Fizz are something of an indie supergroup, comprising four pre-established solo artists: Orla Gartland, Greta Isaac, Dorothy Clark (Dodie) and Martin Brown, a male outlier in the new Brit-baroque movement. Their debut album The Secret to Life was released last October, and their single of the same name has just been added to Radio 1’s playlist.

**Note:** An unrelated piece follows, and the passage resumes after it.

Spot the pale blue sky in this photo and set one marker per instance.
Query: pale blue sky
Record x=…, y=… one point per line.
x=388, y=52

Their stage was set with giant lollipops and mushrooms against a backdrop evoking Willy Wonka-like utopia. Backed by supplementary musicians dressed as Super Mario brothers, the band swapped lead vocal duties. Hell of a Ride and As Good as it Gets combined sleazy distorted guitars with soaring choruses and already sounded like festival anthems. The ballads You, Me, Lonely and Lonely Bones (originally a Dodie solo track) highlighted the band’s harmonic chops. Dodie’s occasional clarinet playing added an unexpected dimension to the songs. Throughout, the audience knew every word, every handclap, every harmony (their word-perfect rendition of ELO’s 1977 hit Mr Blue Sky before the band came on spoke volumes about Gen Z’s current influences).

This scene is about being seen. The crowd was peppered with so-called “citizens of Fizzville” – as hardcore fans are known ­– wearing corsetry, fairy wings, ribbons in their hair and doll or glam make-up (one fan at the front appeared to be wearing a pig’s snout while a person at the back was singing his heart out dressed as Father Christmas). There was almost a K-Pop cosplay vibe. “The whole point is to be uncool,” Brown told me afterwards, although there’s a fine line between cool and uncool, and Fizz’s brand of uncool is of the slightly knowing, mulleted, so-uncool-it’s-cool variety.

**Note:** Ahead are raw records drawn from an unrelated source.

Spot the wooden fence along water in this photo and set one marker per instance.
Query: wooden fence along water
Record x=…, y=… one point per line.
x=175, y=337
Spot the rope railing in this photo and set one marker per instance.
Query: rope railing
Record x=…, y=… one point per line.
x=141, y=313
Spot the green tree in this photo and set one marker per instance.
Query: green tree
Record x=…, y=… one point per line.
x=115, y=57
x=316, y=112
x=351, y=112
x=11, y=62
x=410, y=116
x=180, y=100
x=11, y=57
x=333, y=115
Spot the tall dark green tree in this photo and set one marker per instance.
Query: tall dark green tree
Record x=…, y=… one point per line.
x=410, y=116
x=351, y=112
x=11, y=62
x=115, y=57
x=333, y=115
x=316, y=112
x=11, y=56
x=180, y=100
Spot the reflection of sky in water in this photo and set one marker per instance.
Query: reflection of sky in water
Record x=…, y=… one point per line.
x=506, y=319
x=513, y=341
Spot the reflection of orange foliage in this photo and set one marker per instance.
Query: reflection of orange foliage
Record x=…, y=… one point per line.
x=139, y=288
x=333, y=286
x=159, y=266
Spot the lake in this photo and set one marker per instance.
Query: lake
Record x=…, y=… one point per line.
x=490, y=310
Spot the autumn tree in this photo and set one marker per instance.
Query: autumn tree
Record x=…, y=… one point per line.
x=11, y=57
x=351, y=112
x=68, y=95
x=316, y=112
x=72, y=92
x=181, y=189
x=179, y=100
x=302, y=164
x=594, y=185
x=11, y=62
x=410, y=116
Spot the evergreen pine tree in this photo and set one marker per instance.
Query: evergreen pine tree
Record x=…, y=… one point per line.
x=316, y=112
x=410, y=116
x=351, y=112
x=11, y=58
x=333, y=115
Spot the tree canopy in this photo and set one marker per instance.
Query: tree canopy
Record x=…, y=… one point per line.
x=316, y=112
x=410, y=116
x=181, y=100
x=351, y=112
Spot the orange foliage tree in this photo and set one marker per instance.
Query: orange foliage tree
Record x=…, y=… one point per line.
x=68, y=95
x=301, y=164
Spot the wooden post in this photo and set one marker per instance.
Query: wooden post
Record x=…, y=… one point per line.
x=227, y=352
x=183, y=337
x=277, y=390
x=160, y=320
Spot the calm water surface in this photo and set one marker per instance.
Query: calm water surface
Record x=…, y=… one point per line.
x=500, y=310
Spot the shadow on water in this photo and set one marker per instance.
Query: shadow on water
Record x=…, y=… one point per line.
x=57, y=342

Still, I have a theory about why Fizz and The Last Dinner Party (and their growing legion of fans) have embraced radical whimsy with such vigour. It’s a reaction against lockdown. Months cooped up with just a screen for company fomented a desire for extreme escapism and visceral real-life playfulness: expect more of this from bands. This outlook seemed to be confirmed in Fizz’s opening track, the rabble-rousing High in Brighton. “I wanna get out of my room/ It’s so boring… I want to escape my real life,” they sang. Father Christmas and 1,999 others heartily agreed.

Personally, I’d have slightly dialled down the day-glo cutesy K-Pop aesthetics and dialled up the music’s volcanic scuzziness. Less arcade, more fire. But Fizz are a gang to watch. They’ll hold you up and rob you of your cynicism.